Home • Our energy policy is in the hands of the incompetent
Originally published by Adam Creighton of The Institute of Public Affairs
17.04.2026
The Australian
The spectacular fire at the Viva Energy refinery in Geelong is yet another reminder not only of our increasingly fragile fuel security but how pathetically we’ve been governed. A kakistocracy indeed. This is not some obscure facility. It supplies roughly half of Victoria’s petrol and about 10 per cent of the country’s.
The fire wasn’t a co-called black swan event – something that couldn’t have been envisaged – but very much a white one. Every year numerous refineries among the many hundreds around the world experience serious fires that can cripple production. Australia’s last two remaining refineries have practically been condemned to closure as the de facto carbon tax, known as the Safeguard Mechanism, steadily tightens its noose around their financial viability. Indeed, the Geelong refiner has been propped up by the federal government since 2021.
Both Labor and the Coalition bear heavy responsibility for our predicament, which some analysts expect will trigger economically damaging fuel rationing.
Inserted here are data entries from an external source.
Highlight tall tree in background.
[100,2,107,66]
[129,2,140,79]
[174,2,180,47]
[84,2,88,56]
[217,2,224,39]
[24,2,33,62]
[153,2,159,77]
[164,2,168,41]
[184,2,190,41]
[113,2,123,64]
Western Australia has already announced it will secure its own stocks, perhaps heralding the states will once again go it alone, Covid style.
Back in 2020, then opposition leader Anthony Albanese made some obvious points about our pathetically insufficient preparation for a fuel shortage, in a video that’s gone awkwardly viral online.
“We shouldn’t be dependent upon circumstances which may be beyond our control, such as any particular international incident, be it military conflict or other issues, will mean that we run out of fuel,” he said. “Disruption of sea lanes may well occur at some stage in the future, that is why nation-states need to have this fuel capacity,” he added, demanding the Morrison government “emerge with a plan for refining” and aim to achieve the global 90-day minimum for domestic onshore fuel stocks. The Coalition had had seven years to rectify a glaring oversight. Indeed, in 2014 I wrote how Australia was the only one of the 29 countries that ignored the 90-day emergency fuel stock convention recommended by the International Energy Agency.
“Iran, unpredictable, hobbled by sanctions and fundamentalism, repeatedly has threatened to thwart passage of oil tankers through the Strait (of Hormuz) to throttle global growth. Given its proximity and regional military superiority, it probably could,” I added.
Labor has had four years and similarly done nothing, with the Coalition presiding over the closure of six of eight refineries only 15 years ago. South Australia’s Stanvac refinery shut down in 2009, followed by Clyde in NSW, Kurnell in 2014, Bulwer Island in 2015, and Altona and Kwinana from 2020. We aren’t the only fools; the Ardern NZ government allowed the nation’s sole oil refinery at Marsden to close in 2022, yet at least it had the sense to keep more than 80 days’ fuel supply.
In a country as large and energy-rich as Australia, this shouldn’t have happened. Yes, Asian refineries are larger and more efficient, not least because of self-imposed emissions standards, but oil isn’t French Champagne or even the latest smartphones, which we could do without. Refined fuel is not just another tradeable good. It is a strategic input into almost every aspect of modern life. Transport, agriculture, mining, construction all depend on it. When supply is disrupted, the effects are immediate and economy-wide.
Australia imports 80-90 per cent of its refined fuel. That leaves us heavily exposed not only to global price movements, but supply disruptions. Wars, shipping bottlenecks, or geopolitical tensions can quickly translate into higher prices. The fuel crisis at least will highlight the farce of the so-called “transition” and the push for wind and solar power.
Australia still runs on diesel. Cars, trucks, planes and heavy machinery cannot be wished away. Even optimistic projections show petrol and diesel remaining essential well into the 2040s. Scores of billions of dollars have been committed to “net-zero” boondoggles, subsidies for renewables and electrification schemes on the naive belief the nation can be electrified. The result is an increasingly hollowed-out system: high reliance on imports and very limited ability to respond to shocks, especially the double whammy of war in the Middle East and an accident crippling 50 per cent of the nation’s refining capacity.
The system might look efficient on paper but is obviously brittle under pressure. Energy security has a cost. Maintaining domestic refining capacity may mean higher prices than importing from mega-refineries. But with better policies, that needn’t be the case long-term.
At least the crisis has shown the madness of prevailing energy policy and should hasten its demise. Strangling heavy industry with futile emissions reductions policies, then arbitrarily bailing out select producers for political reasons, is making the nation poorer, doing nothing for the environment and fundamentally smashing our energy security.